Il saggio si sviluppa come indagine musicologica sulla struttura dei complessi polifonici e delle prassi esecutive, analisi degli sviluppi storici e dei testi dei canti e confronto con le modalità canore dei repertori attestati nelle aree intorno alla grande città marinara. Di grande interesse proprio la comparazione tra il repertorio delle cosiddette bujasche e il trallalero. In sintesi, il trallalero è definito «creazione moderna e autonoma, molto originale e rapidamente evolutiva, che affonda le sue radici in quello stile formale, melodico, armonico, corale, di genere, che Genova doveva inizialmente condividere con le valli che la circondano» (p.37). Va sottolineata anche la cautela con cui gli autori propongono la loro tesi interpretativa della scaturigine di questo originale canto polifonico, pur sostanziandola attraverso non pochi elementi. Balma firma i successivi saggi, contenuti nella sezione intitolata “Dove si formano ‘i bei concerti’” (“Canterini all’opera”, “Dai salotti alle osterie”, “Canterini in ‘famiglia’”, “I canterini in cerca d’autori”, “Maestri e canterini”, “Il ritorno alle origini”). In questa parte del volume lo studioso ligure mette subito in chiaro le cose: il trallalero è sostanzialmente un modo di cantare musiche diverse che sono piaciute ai canterini e ai “maestri” delle squadre di canto. Egli ricostruisce il contatto tra le squadre di canto e l’opera lirica, il rapporto con l’industria culturale e discografica, la diffusione del bel canto nelle piazze e nelle osterie, la relazione con le composizioni d’autore, che producono l’interrelazione tra profili esecutivi, procedure musicali, repertori e ambienti sociali diversi. Da notare come nel ventennio fascista la canzone d’autore in genovese provi a imitare il canone della canzone napoletana che animava la festa di Piedigrotta, “inventando” di fatto una canzone dialettale folkloristica ligure. È un passaggio cruciale che conduce all’elaborazione di un repertorio genovese e che modifica anche tratti sonori dell’assetto canoro delle squadre. L’operazione svela la forte connotazione ideologica che, con l’enfasi sul dialetto identificato come popolare, intendeva ostacolare la presa sul pubblico dei ritmi e delle melodie afro-americane. D’altra parte, Balma aveva ricostruito questa fase di forte condizionamento ideologico delle arti popolari in “Semmo de l’Ïsoa”, volume che ha ricostruito la storia della Squadra dei canterini di Isola del Cantone (uscito sempre per Nota nel 2003).

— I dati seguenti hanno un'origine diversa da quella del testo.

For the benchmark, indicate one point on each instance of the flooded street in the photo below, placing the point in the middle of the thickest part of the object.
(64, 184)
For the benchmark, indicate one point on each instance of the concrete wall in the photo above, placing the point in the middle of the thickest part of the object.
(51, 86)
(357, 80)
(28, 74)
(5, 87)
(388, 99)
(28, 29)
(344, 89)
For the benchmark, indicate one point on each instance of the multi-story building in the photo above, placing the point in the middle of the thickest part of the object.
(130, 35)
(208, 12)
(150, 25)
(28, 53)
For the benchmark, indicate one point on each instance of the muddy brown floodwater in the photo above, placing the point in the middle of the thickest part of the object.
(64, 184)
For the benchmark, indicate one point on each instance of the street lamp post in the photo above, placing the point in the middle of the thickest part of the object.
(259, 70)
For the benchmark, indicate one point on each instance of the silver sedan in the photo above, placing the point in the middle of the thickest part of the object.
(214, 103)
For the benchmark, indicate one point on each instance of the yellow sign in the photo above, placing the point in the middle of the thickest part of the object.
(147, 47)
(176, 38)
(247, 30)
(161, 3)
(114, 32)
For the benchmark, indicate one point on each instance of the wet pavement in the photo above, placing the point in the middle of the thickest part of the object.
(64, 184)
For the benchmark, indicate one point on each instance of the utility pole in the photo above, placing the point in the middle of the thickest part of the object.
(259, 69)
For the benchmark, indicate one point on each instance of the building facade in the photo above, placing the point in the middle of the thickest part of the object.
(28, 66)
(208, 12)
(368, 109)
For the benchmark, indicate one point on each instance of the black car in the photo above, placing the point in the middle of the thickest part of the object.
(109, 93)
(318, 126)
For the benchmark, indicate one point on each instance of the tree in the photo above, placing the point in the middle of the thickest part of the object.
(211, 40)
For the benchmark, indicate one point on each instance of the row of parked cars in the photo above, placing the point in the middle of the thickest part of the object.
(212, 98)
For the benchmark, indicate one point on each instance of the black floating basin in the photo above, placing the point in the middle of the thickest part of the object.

Il libro è corredato da due CD che raccolgono materiali di Balma provenienti dalla sua pluridecennale ricerca tra capoluogo regionale e valli appenniniche. I ventisette brani del primo CD mettono a confronto diverse interpretazioni (si ascoltano, tra gli altri, Coro di Farini, Cantori delle Quattro Province, Canterini di Voghera, Squadra di Bel Canto Genova Quarto, Squadra di Valpolcevera, Voci del Lesima, Canterini di Ovada, Cantori di Montebruno, Le Voci di confine, Cantori di Bogli) seguendo, dunque, la linea interpretativa tracciata nel lavoro. Il secondo CD porta alla ribalta altre dodici preziose tracce, che documentano alcuni passaggi significativi delle relazioni tra trallalero e canzone d’autore. Tra gli esecutori, incontriamo La Voltrese (“Il pescatore”), Genova Quarto (“Il saluto a Venezia”, “Lolita”, “L’usignolo”, “Miniera”, “Canto d’un muatê”), Giovani di Oregina (“Santa Voce”), La Nuova Mignanego (“Duetto della margherita”), Valopolcevera (“O Citto”), A Lanterna (“Serenata Medievale”), Vecchia Sturla (“Orto di fratti”) e un notevole adattamento polivocale della deandreana “Dolcenera” del Gruppo Spontaneo Trallalero.
Un altro bel tassello della storia (e del presente) musicale della Penisola.